3. Il ne ressort pas des pièces du dossier, et alors même que le recours préalable auprès de la commission de recours contre les décisions de refus de visa d'entrée en France a été effectué pour l'épouse et les trois enfants de M. B, que des demandes de visa auraient été présentées pour Mme E B et Mme D B. Par suite les requérants ne sont pas fondés à se prévaloir du droit à la réunification familiale prévu par les articles L. 561-2 et suivants du code de l'entrée et du séjour des étrangers et du droit d'asile alors que leur demande de réunification familiale revêt un caractère partiel.

4. En second lieu, aux termes de l'article 8 de la convention européenne de sauvegarde des droits de l'homme et des libertés fondamentales : " Toute personne a droit au respect de sa vie privée et familiale (). Il ne peut y avoir ingérence d'une autorité publique dans l'exercice de ce droit que pour autant que cette ingérence est prévue par la loi et qu'elle constitue une mesure qui, dans une société démocratique, est nécessaire à la sécurité nationale, à la sûreté publique, au bien-être économique du pays, à la défense de l'ordre et à la prévention des infractions pénales, à la protection de la santé ou de la morale, ou à la protection des droits et libertés d'autrui ". Aux termes du paragraphe 1 de l'article 3 de la convention internationale relative aux droits de l'enfant : " Dans toutes les décisions qui concernent les enfants, qu'elles soient le fait des institutions publiques ou privées de protection sociale, des tribunaux, des autorités administratives ou des organes législatifs, l'intérêt supérieur de l'enfant doit être une considération primordiale ".

5. D'une part, Mme E B et Mme D B ont toujours vécu en république du Congo et il ne ressort d'aucune pièce du dossier qu'elles y seraient isolées. D'autre part, l'enfant F a également toujours résidé en république du Congo auprès de sa mère, Mme A G B. Enfin, il ne ressort d'aucune pièce du dossier que M. C B aurait maintenu des liens affectifs avec les intéressés depuis son départ de la république du Congo. Par suite, les requérants ne sont pas fondés à se prévaloir des stipulations précitées.

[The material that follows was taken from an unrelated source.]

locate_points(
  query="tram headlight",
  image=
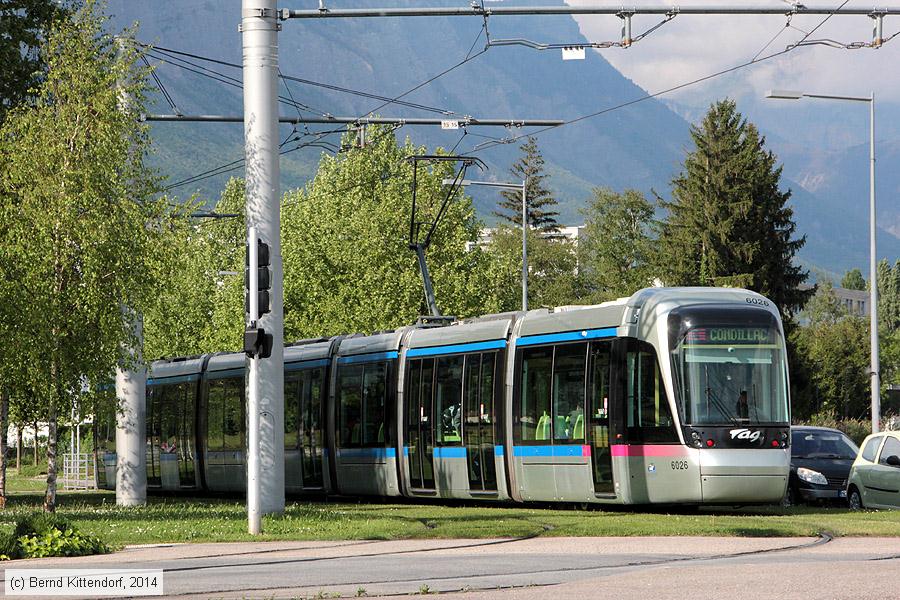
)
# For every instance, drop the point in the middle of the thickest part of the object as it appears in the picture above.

6. Il résulte de tout ce qui précède, et sans qu'il soit besoin de se prononcer sur la recevabilité de la requête en ce qui concerne Mme E B et Mme D B, que les conclusions à fin d'annulation des requérants doivent être rejetées.

Sur les conclusions accessoires :

7. Le présent jugement rejetant les conclusions principales de la requête, il y a lieu de rejeter, par voie de conséquence, les conclusions tendant au prononcé d'une mesure d'injonction ainsi que celles relatives aux frais liés au litige.

D É C I D E :

Article 1er : La requête de Mmes B et M. B est rejetée.

Article 2 : Le présent jugement sera notifié à Mme A G B, à Mme E B, à Mme D B, à M. C B et au ministre de l'intérieur.

Délibéré après l'audience du 27 septembre 2024, à laquelle siégeaient :

Mme Poupineau, présidente,

Mme Paquelet-Duverger, première conseillère,

M. Ravaut, conseiller.

Rendu public par mise à disposition au greffe le 25 octobre 2024.

Le rapporteur,

C. RAVAUT

La présidente,

V. POUPINEAU

La greffière,

A.-L. LE GOUALLEC

La République mande et ordonne au ministre de l'intérieur, en ce qui le concerne ou à tous commissaires de justice à ce requis en ce qui concerne les voies de droit commun contre les parties privées, de pourvoir à l'exécution de la présente décision.